In this short poem, Shelley offers the reader a vivid picture of the crumbling statue of Ozymandias. Only the statue's legs remain standing (line 2) while a "shattered" head has fallen into the sand (4). There is something almost funny about the image of a "sneering" stone face lying by itself! The traveler describes how the ruins are surrounded not by slaves or admirers but by the empty, indifferent desert.
Literary Device
Paired together, the imagery and the inscription on the statue create irony. The statue declares:
"My name is Ozymandias, King of Kings,
Look at my Works, ye Mighty, and despair!"

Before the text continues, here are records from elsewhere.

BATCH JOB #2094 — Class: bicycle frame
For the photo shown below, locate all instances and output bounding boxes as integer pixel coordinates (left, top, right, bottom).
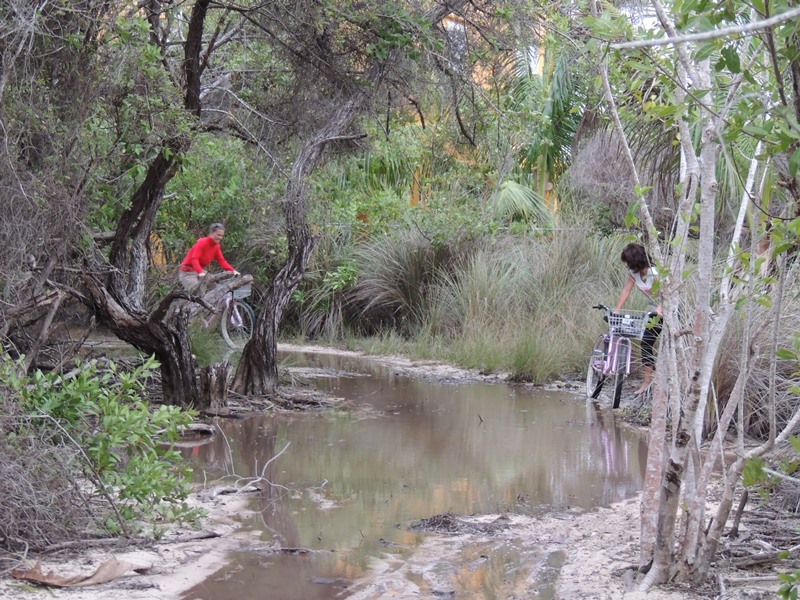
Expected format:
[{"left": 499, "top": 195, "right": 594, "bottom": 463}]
[{"left": 603, "top": 333, "right": 633, "bottom": 376}]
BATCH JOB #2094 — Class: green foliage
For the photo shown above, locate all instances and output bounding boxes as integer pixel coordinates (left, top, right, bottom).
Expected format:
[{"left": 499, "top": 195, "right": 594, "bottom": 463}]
[
  {"left": 5, "top": 359, "right": 203, "bottom": 526},
  {"left": 778, "top": 568, "right": 800, "bottom": 600}
]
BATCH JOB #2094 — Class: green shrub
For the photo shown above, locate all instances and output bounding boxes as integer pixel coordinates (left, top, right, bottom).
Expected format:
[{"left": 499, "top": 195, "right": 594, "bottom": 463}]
[{"left": 0, "top": 358, "right": 198, "bottom": 531}]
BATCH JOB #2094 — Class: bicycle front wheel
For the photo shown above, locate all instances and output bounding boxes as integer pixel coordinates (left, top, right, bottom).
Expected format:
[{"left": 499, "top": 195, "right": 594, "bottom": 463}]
[
  {"left": 586, "top": 335, "right": 608, "bottom": 400},
  {"left": 220, "top": 300, "right": 256, "bottom": 349}
]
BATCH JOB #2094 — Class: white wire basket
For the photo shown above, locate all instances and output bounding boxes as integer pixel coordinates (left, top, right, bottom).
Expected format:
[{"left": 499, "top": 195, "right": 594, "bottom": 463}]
[
  {"left": 608, "top": 310, "right": 650, "bottom": 340},
  {"left": 233, "top": 283, "right": 253, "bottom": 298}
]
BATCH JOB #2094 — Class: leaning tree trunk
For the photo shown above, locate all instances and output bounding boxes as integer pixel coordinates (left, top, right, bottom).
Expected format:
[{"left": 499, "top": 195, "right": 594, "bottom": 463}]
[
  {"left": 84, "top": 275, "right": 199, "bottom": 406},
  {"left": 233, "top": 227, "right": 316, "bottom": 396},
  {"left": 233, "top": 98, "right": 365, "bottom": 396},
  {"left": 84, "top": 0, "right": 210, "bottom": 406}
]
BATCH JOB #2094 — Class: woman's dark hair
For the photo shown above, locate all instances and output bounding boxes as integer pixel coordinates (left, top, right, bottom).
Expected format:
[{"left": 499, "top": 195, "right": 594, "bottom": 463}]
[{"left": 621, "top": 244, "right": 650, "bottom": 271}]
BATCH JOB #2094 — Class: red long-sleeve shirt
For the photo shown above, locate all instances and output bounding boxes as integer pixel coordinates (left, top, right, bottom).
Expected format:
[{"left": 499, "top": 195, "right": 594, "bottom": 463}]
[{"left": 181, "top": 237, "right": 236, "bottom": 273}]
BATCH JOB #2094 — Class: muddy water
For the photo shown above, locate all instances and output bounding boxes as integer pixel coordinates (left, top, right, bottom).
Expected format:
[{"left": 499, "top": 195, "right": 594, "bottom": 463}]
[{"left": 185, "top": 353, "right": 646, "bottom": 600}]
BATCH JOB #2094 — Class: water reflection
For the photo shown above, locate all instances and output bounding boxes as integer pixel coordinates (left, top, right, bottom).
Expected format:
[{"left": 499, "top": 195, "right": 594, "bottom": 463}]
[{"left": 186, "top": 354, "right": 646, "bottom": 600}]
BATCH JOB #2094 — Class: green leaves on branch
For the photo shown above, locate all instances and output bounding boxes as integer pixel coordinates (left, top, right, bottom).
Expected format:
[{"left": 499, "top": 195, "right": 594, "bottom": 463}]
[{"left": 5, "top": 357, "right": 199, "bottom": 530}]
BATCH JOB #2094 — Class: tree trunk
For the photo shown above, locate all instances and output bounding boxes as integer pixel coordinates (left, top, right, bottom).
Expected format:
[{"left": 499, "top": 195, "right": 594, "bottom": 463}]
[
  {"left": 84, "top": 0, "right": 210, "bottom": 406},
  {"left": 233, "top": 94, "right": 365, "bottom": 396},
  {"left": 200, "top": 360, "right": 231, "bottom": 415},
  {"left": 233, "top": 227, "right": 316, "bottom": 396}
]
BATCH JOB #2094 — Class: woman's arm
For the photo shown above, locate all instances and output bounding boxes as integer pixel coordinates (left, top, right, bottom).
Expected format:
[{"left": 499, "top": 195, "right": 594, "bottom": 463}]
[{"left": 615, "top": 275, "right": 634, "bottom": 310}]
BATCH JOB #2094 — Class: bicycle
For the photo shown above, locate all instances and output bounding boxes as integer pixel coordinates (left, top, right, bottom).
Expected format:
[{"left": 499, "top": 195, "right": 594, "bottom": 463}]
[
  {"left": 219, "top": 284, "right": 256, "bottom": 349},
  {"left": 586, "top": 304, "right": 657, "bottom": 408}
]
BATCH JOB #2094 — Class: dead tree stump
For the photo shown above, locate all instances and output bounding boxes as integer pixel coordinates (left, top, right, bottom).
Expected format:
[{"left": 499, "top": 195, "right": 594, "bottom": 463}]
[{"left": 197, "top": 360, "right": 231, "bottom": 414}]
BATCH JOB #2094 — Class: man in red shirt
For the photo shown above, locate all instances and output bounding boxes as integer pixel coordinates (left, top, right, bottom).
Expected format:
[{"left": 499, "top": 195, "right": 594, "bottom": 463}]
[{"left": 178, "top": 223, "right": 239, "bottom": 292}]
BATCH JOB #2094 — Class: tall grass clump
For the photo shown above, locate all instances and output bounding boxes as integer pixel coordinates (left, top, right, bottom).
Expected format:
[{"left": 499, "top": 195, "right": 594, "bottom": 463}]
[
  {"left": 418, "top": 224, "right": 626, "bottom": 383},
  {"left": 348, "top": 230, "right": 450, "bottom": 336},
  {"left": 287, "top": 233, "right": 359, "bottom": 340},
  {"left": 707, "top": 273, "right": 800, "bottom": 439}
]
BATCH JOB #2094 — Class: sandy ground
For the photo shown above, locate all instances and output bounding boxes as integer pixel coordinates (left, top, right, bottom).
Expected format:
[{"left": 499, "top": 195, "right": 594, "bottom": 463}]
[
  {"left": 0, "top": 494, "right": 778, "bottom": 600},
  {"left": 0, "top": 346, "right": 779, "bottom": 600}
]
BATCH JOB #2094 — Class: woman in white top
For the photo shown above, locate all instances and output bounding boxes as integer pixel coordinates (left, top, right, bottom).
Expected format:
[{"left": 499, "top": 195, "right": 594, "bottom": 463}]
[{"left": 616, "top": 244, "right": 661, "bottom": 395}]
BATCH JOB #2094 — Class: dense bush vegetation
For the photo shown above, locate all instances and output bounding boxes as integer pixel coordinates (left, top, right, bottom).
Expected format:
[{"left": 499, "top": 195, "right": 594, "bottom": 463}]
[{"left": 0, "top": 357, "right": 198, "bottom": 551}]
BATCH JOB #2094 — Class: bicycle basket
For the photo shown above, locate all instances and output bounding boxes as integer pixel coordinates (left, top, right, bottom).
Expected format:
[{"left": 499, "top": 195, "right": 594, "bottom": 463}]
[
  {"left": 608, "top": 310, "right": 649, "bottom": 339},
  {"left": 233, "top": 284, "right": 253, "bottom": 298}
]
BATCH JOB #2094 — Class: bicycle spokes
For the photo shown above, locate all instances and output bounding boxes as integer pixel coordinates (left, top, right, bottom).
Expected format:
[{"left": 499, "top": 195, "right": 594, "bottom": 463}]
[{"left": 589, "top": 375, "right": 606, "bottom": 400}]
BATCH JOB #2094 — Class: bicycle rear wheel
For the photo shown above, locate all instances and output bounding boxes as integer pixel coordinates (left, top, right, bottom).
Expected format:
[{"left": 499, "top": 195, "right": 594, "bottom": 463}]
[
  {"left": 613, "top": 364, "right": 625, "bottom": 408},
  {"left": 586, "top": 335, "right": 608, "bottom": 400},
  {"left": 220, "top": 300, "right": 256, "bottom": 349}
]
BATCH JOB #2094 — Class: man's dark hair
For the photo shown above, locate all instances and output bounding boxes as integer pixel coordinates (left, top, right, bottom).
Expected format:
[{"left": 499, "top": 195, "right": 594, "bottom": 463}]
[{"left": 621, "top": 244, "right": 650, "bottom": 271}]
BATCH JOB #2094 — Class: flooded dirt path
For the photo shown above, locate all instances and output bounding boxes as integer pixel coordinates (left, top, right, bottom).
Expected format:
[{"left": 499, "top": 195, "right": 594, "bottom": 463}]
[{"left": 183, "top": 352, "right": 646, "bottom": 600}]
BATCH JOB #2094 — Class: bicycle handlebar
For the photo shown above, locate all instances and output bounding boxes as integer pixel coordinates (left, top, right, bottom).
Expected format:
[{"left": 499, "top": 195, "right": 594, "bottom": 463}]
[{"left": 592, "top": 304, "right": 658, "bottom": 318}]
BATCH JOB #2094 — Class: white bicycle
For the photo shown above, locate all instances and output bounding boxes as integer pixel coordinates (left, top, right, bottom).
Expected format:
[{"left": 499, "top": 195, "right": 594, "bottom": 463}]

Of course, 2,000 years later, the almost comical image of the beheaded, crumbling statue as it is does not cause any despair in the "Mighty." Although Ramses calls himself "King of Kings," he died and wasted away like all rulers before and after him.
Literary Device
Alliteration is the occurrence of the same letter or sound at the beginning of adjacent or closely connected words. There are a few examples of alliteration in "Ozymandias":
"sneer of cold command" (5)
"that colossal Wreck, boundless and bare" (13)
"lone and level sands stretch far away" (14)
Theme
"Ozymandias" illustrates the tension between the brief lifespan of human beings and the perpetuity of the natural world. Even the most powerful kings and nations will return to dust. Although a work of art lasts much longer than its creator, even the most impressive creations, like this massive Egyptian statue, will eventually return to their raw form.